Continued from CF Reduced Grids.
I was looking at the CF reduced horizontal grid feature because its really a way to store "ragged arrays" rather than the somewhat more general "compression by gathering".
Example 5.3. Reduced horizontal grid
dimensions:
londim = 128 ;
latdim = 64 ;
rgrid = 6144 ;
variables:
float PS(rgrid) ;
PS:long_name = "surface pressure" ;
PS:units = "Pa" ;
PS:coordinates = "lon lat" ;
float lon(rgrid) ;
lon:long_name = "longitude" ;
lon:units = "degrees_east" ;
float lat(rgrid) ;
lat:long_name = "latitude" ;
lat:units = "degrees_north" ;
int rgrid(rgrid);
rgrid:compress = "latdim londim"
If one examines the rgrid values, you see sequences of lat,lon indices like
0,0 0,1 0,2 ... 0,row0size
1,0 1,1 1,2 ... 0,row1size
2,0 2,1 2,2 ... 0,row2size
3,0 3,1 3,2 ... 0,row3size
...
that is, it could be completely specified by the set of rowSizes, everything else just being an enumeration of the indices of the ragged array. Note that latdim, londim are not actually used, and that rgrid(rgrid) has the same signature as a coordinate variable, although its really part of a more complicated coordinate mapping function.

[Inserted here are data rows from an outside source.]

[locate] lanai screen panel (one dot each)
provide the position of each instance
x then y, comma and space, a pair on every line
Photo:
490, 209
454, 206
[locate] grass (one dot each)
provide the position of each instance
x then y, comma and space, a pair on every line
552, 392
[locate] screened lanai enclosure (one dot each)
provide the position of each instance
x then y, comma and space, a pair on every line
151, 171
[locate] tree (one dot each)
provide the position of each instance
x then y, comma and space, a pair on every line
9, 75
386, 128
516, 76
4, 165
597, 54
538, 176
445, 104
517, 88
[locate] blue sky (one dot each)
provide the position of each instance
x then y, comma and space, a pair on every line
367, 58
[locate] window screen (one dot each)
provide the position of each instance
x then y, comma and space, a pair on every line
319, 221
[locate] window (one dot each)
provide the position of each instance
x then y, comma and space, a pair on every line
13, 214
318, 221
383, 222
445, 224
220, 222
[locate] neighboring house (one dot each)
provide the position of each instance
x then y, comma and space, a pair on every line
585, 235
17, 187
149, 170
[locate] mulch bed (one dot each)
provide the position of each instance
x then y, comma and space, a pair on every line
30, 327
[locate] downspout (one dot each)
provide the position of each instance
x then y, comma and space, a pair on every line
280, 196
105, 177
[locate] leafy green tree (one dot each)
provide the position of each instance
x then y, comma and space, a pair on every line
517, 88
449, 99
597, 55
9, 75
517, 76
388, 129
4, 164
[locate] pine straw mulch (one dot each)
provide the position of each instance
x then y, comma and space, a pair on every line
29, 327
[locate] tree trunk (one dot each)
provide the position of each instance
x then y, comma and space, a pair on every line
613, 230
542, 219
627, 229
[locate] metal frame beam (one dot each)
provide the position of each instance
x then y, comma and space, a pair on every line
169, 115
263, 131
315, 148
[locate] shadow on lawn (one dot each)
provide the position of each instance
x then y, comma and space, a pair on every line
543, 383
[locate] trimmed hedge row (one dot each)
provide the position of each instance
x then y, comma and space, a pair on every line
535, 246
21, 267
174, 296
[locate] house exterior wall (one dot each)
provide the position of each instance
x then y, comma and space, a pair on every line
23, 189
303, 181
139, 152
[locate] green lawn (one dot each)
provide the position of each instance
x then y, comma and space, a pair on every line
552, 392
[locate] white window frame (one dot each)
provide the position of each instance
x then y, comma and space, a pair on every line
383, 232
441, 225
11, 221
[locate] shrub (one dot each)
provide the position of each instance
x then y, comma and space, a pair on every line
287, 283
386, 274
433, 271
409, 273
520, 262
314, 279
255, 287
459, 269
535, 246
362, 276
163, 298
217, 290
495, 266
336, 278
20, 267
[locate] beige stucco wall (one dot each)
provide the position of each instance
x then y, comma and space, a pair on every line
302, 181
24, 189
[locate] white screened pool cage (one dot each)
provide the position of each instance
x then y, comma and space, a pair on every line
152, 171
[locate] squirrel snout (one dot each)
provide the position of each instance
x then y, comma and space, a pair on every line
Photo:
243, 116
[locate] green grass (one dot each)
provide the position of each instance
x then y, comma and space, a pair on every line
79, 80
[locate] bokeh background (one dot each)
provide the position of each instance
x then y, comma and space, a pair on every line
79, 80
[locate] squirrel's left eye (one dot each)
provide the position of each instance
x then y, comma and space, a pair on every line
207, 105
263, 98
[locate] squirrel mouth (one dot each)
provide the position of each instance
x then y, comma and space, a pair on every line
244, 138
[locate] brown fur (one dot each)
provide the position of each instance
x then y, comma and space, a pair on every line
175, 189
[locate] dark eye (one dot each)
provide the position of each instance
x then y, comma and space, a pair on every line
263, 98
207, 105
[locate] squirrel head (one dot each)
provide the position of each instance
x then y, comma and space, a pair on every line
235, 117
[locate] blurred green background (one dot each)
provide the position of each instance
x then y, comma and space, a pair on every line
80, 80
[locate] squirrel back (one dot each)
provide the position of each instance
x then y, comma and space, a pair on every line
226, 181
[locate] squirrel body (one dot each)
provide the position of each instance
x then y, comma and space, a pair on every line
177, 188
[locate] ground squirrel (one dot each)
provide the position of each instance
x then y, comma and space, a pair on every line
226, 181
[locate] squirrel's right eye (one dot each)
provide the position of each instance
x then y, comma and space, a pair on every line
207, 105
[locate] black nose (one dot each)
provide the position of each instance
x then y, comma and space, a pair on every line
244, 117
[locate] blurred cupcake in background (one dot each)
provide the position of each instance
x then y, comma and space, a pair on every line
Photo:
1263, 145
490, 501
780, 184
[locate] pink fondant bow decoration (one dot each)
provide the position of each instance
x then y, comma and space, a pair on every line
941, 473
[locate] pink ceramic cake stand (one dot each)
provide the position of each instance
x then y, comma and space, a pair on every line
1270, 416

A more explicit data structure for ragged arrays might look like:
dimensions:
londim = 128 ;
latdim = 64 ;
rgrid = 6144 ;
variables:
float PS(rgrid) ;
PS:long_name = "surface pressure" ;
PS:units = "Pa" ;
PS:coordinates = "lon lat" ;
float lon(rgrid) ;
lon:long_name = "longitude" ;
lon:units = "degrees_east" ;
float lat(latdim) ;
lat:long_name = "latitude" ;
lat:units = "degrees_north"
lat:raggedRowsize = "rowSize";
int rowSize(latdim);
rgrid:ragged= "latdim londim";
rgrid:desc= "number of longitudes for each latitude row";
so that: rgrid size = sum(rowSize)
in this example, the lon coordinate would just be lon(rgrid). to figure
out the lat coordinate, you have to form rowStart(latDim):
rowStart(i) = 0 if i = 0
rowStart(i) = rowStart(i-1) + rowSize(i-1) if i > 0
then find i such that rowStart(i) <= rgrid index < rowStart(i+1).
Note that there is no "coordinate variable" rgrid(rgrid) as in the "compression by gathering" example. So how to associate? The best I could come up with for now is
lat:raggedRowsize = "rowSize";
which doesn't seem quite right. Also, note that londim is not used,
but you kind of need it for rgrid:ragged. I guess is the maximum value,
but you may not know that ahead of time. hmmm.....
There are a number of variants that might be easier to understand:
- store rowStart directly
- store the latitude index into rgrid(rgrid), this would allow random ordering of the points.